Every Injured has a Story to Tell: analysing organisational preconditions for occupational accidents in the Swedish food industry

The continuing high frequency of occupational accidents in the Swedish food industry calls for new approaches in order to identify and describe the underlying factors. In the present thesis, therefore, occupational accidents were investigated from the operator’s perspective, in order to explore the organisational preconditions. Two studies were carried out based on 54 accidents involving to hand injuries. In-depth interviews were conducted with operators and their supervisors. 24 interviews were analysed using the qualitative grounded theory method. Two core categories were found. The first was the perception of the accident process at operative level. The second was organisational preconditions at strategic level, enhancing the risk for occupational accidents. These preconditions were represented by open factors, which were deficiencies in technical and human organisational systems, and concealed factors, represented by insufficient communication and learning, high responsibility in combination with low control, conflicting goals, and a gap between procedure and practice.
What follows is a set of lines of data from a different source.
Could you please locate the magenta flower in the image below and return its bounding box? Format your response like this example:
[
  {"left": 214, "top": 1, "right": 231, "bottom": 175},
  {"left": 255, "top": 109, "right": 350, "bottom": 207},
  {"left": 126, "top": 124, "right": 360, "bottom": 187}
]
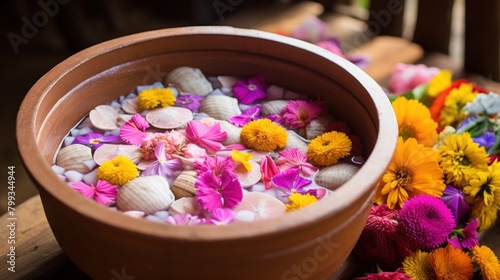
[
  {"left": 228, "top": 104, "right": 261, "bottom": 127},
  {"left": 194, "top": 155, "right": 235, "bottom": 176},
  {"left": 355, "top": 268, "right": 411, "bottom": 280},
  {"left": 208, "top": 208, "right": 234, "bottom": 225},
  {"left": 165, "top": 214, "right": 205, "bottom": 225},
  {"left": 271, "top": 168, "right": 313, "bottom": 197},
  {"left": 448, "top": 218, "right": 479, "bottom": 250},
  {"left": 232, "top": 74, "right": 268, "bottom": 104},
  {"left": 175, "top": 94, "right": 204, "bottom": 111},
  {"left": 398, "top": 195, "right": 455, "bottom": 249},
  {"left": 71, "top": 180, "right": 118, "bottom": 206},
  {"left": 185, "top": 120, "right": 227, "bottom": 153},
  {"left": 260, "top": 154, "right": 280, "bottom": 190},
  {"left": 441, "top": 184, "right": 470, "bottom": 225},
  {"left": 280, "top": 100, "right": 323, "bottom": 129},
  {"left": 195, "top": 170, "right": 243, "bottom": 211},
  {"left": 388, "top": 63, "right": 440, "bottom": 94},
  {"left": 142, "top": 142, "right": 182, "bottom": 178},
  {"left": 72, "top": 132, "right": 120, "bottom": 151},
  {"left": 276, "top": 148, "right": 318, "bottom": 176},
  {"left": 120, "top": 113, "right": 150, "bottom": 146}
]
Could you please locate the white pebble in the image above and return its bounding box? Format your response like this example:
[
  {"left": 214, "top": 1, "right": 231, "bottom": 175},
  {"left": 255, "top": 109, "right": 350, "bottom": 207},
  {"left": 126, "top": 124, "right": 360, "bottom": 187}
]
[
  {"left": 238, "top": 103, "right": 251, "bottom": 111},
  {"left": 168, "top": 86, "right": 179, "bottom": 97},
  {"left": 77, "top": 126, "right": 93, "bottom": 136},
  {"left": 77, "top": 117, "right": 93, "bottom": 128},
  {"left": 251, "top": 183, "right": 266, "bottom": 192},
  {"left": 83, "top": 169, "right": 98, "bottom": 185},
  {"left": 234, "top": 210, "right": 256, "bottom": 222},
  {"left": 209, "top": 88, "right": 225, "bottom": 96},
  {"left": 154, "top": 210, "right": 170, "bottom": 220},
  {"left": 83, "top": 160, "right": 97, "bottom": 170},
  {"left": 51, "top": 165, "right": 65, "bottom": 175},
  {"left": 146, "top": 215, "right": 164, "bottom": 223},
  {"left": 242, "top": 188, "right": 251, "bottom": 194},
  {"left": 266, "top": 84, "right": 285, "bottom": 100},
  {"left": 64, "top": 136, "right": 75, "bottom": 147},
  {"left": 137, "top": 82, "right": 164, "bottom": 93},
  {"left": 64, "top": 170, "right": 83, "bottom": 182},
  {"left": 105, "top": 129, "right": 120, "bottom": 136},
  {"left": 70, "top": 128, "right": 80, "bottom": 137},
  {"left": 126, "top": 93, "right": 137, "bottom": 99},
  {"left": 264, "top": 188, "right": 280, "bottom": 200},
  {"left": 110, "top": 100, "right": 122, "bottom": 109}
]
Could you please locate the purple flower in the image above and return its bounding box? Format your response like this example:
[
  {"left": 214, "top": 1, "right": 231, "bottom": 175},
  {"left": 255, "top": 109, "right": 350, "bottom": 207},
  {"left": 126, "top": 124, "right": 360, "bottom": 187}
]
[
  {"left": 271, "top": 168, "right": 313, "bottom": 197},
  {"left": 142, "top": 142, "right": 182, "bottom": 178},
  {"left": 449, "top": 218, "right": 479, "bottom": 250},
  {"left": 441, "top": 185, "right": 470, "bottom": 225},
  {"left": 228, "top": 104, "right": 261, "bottom": 127},
  {"left": 232, "top": 74, "right": 268, "bottom": 104},
  {"left": 175, "top": 94, "right": 204, "bottom": 111},
  {"left": 72, "top": 132, "right": 120, "bottom": 151},
  {"left": 473, "top": 131, "right": 496, "bottom": 148},
  {"left": 195, "top": 170, "right": 243, "bottom": 211}
]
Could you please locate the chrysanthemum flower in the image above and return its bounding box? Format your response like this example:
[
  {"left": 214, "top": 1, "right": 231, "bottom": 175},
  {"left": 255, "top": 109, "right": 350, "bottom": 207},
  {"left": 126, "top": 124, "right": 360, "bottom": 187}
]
[
  {"left": 285, "top": 192, "right": 317, "bottom": 212},
  {"left": 402, "top": 250, "right": 435, "bottom": 280},
  {"left": 71, "top": 180, "right": 118, "bottom": 206},
  {"left": 398, "top": 195, "right": 455, "bottom": 249},
  {"left": 97, "top": 155, "right": 139, "bottom": 185},
  {"left": 307, "top": 131, "right": 351, "bottom": 166},
  {"left": 471, "top": 245, "right": 500, "bottom": 280},
  {"left": 375, "top": 137, "right": 445, "bottom": 209},
  {"left": 195, "top": 170, "right": 243, "bottom": 211},
  {"left": 141, "top": 142, "right": 182, "bottom": 179},
  {"left": 438, "top": 132, "right": 489, "bottom": 187},
  {"left": 355, "top": 268, "right": 411, "bottom": 280},
  {"left": 137, "top": 87, "right": 176, "bottom": 111},
  {"left": 428, "top": 244, "right": 474, "bottom": 280},
  {"left": 392, "top": 97, "right": 438, "bottom": 147},
  {"left": 174, "top": 94, "right": 204, "bottom": 111},
  {"left": 280, "top": 100, "right": 323, "bottom": 129},
  {"left": 120, "top": 113, "right": 150, "bottom": 146},
  {"left": 232, "top": 74, "right": 268, "bottom": 104},
  {"left": 72, "top": 132, "right": 121, "bottom": 151},
  {"left": 464, "top": 160, "right": 500, "bottom": 207},
  {"left": 440, "top": 185, "right": 470, "bottom": 224},
  {"left": 439, "top": 83, "right": 478, "bottom": 127},
  {"left": 276, "top": 147, "right": 318, "bottom": 176},
  {"left": 470, "top": 199, "right": 499, "bottom": 231},
  {"left": 240, "top": 119, "right": 288, "bottom": 152},
  {"left": 230, "top": 149, "right": 253, "bottom": 172}
]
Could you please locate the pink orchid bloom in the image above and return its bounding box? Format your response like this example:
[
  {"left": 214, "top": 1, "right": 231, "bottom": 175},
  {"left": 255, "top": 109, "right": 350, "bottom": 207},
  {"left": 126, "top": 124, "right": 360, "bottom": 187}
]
[
  {"left": 276, "top": 148, "right": 318, "bottom": 176},
  {"left": 185, "top": 120, "right": 227, "bottom": 153},
  {"left": 71, "top": 180, "right": 118, "bottom": 206},
  {"left": 260, "top": 154, "right": 280, "bottom": 190},
  {"left": 120, "top": 113, "right": 150, "bottom": 146}
]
The organisational preconditions affected the accident process and the workers’ perception leading to risk acceptance, resignation towards improved safety and overconfidence in one’s own ability. This was the background of ‘normal’ in which context the accidents occurred and safety was constructed. Through the analysis a five-step hypothesis was empirically generated. The second study was based on the injury reports of the same 54 accidents. Analysis revealed that 15% of the accidents were influenced by the technical design of the workplace, 17 % by safety equipment on machines and 30% by working methods. In 39% of the accidents no measures were taken to prevent further accidents. The injury reports complemented the interviews, confirming that the safety approach used by the companies to control production systems, safety equipment and safety rules were insufficient to reveal and reduce the risks and protect operators from injuries. A new perspective on safety w needs to be introduced in order to addressing the underlying preconditions and achieve effective safety management. A prerequisite for this is insight into norms and beliefs that influence risks and safety.